Federated Graph Semantic and Structural Learning

TL;DR

This work tackles non-IID challenges in federated graph learning by decoupling heterogeneity into node-level semantics and graph-level structure. It introduces FGSSL, comprising Federated Node Semantic Contrast (FNSC) to align local node representations with global class-consistent signals, and Federated Graph Structure Distillation (FGSD) to distill global neighborhood similarity into the local models, preserving structural information while maintaining discriminability. The approach shows consistent improvements over strong federated baselines on three graph benchmarks, with ablations confirming the value of both components. By leveraging the global model for calibration during local updates, FGSSL achieves better generalization without added communication rounds, offering a practical path for robust federated graph learning in heterogeneous environments.

Abstract

Federated graph learning collaboratively learns a global graph neural network with distributed graphs, where the non-independent and identically distributed property is one of the major challenges. Most relative arts focus on traditional distributed tasks like images and voices, incapable of graph structures. This paper firstly reveals that local client distortion is brought by both node-level semantics and graph-level structure. First, for node-level semantics, we find that contrasting nodes from distinct classes is beneficial to provide a well-performing discrimination. We pull the local node towards the global node of the same class and push it away from the global node of different classes. Second, we postulate that a well-structural graph neural network possesses similarity for neighbors due to the inherent adjacency relationships. However, aligning each node with adjacent nodes hinders discrimination due to the potential class inconsistency. We transform the adjacency relationships into the similarity distribution and leverage the global model to distill the relation knowledge into the local model, which preserves the structural information and discriminability of the local model.

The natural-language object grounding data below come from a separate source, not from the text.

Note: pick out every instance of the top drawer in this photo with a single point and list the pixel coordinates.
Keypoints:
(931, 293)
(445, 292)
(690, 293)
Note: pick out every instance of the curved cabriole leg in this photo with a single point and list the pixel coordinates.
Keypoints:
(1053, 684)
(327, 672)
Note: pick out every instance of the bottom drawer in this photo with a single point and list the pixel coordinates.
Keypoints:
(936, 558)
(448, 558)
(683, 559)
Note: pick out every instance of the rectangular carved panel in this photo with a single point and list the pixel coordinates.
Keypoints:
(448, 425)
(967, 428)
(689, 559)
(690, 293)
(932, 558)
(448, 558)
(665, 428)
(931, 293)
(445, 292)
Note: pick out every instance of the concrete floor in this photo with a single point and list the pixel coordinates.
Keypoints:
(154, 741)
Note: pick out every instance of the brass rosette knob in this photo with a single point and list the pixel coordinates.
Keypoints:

Empirical results on three graph datasets manifest the superiority of the proposed method over its counterparts.

Paper Structure

This paper contains 16 sections, 12 equations, 5 figures, 4 tables, 1 algorithm.

Figures (5)

  • Figure 1: Problem illustration. We present the structure and semantic level similarities among clients. The deeper color suggests a more similar representation of node and graph across different participants, while the shallower mean dissimilarity. (a) Semantic bias: clients show the inconsistency predicted class of node. (b) Structure bias: clients hold distinct similarities among neighborhood nodes. In this work, we conduct semantics-level and structure-level calibration to achieve better federated graph learning performance.
  • Figure 2: Architecture illustration of Federated Graph Semantic and Structural Learning (FGSSL). The left yellow box corresponds to the federated aggregation scheme (e.g. FedAvg), while the right grey box suggests the local training process. FGSSL includes two components: (a) Federated Node Semantic Contrast and (b) Federated Graph Structure Distillation. Best viewed in color. Zoom in for details.
  • Figure 3: Visualization of training curves of the average test accuracy with Communication Epochs 200 with Citeseer dataset. Please see \ref{['p:convergence']} for details.
  • Figure 4: Analysis on hyper-parameter in FGSSL. Node classification results on three datasets under different $\tau$ and $\omega$ values with M = 5, in which green represents Cora, yellow represents Pubmed, and blue represents Citeseer. Refer to \ref{['p:hyper_parameter']} for details.
  • Figure 5: Visualization of classification result. The figure number corresponds to the method on the Citeseer dataset with $m=5$. Logits are colored based on class labels.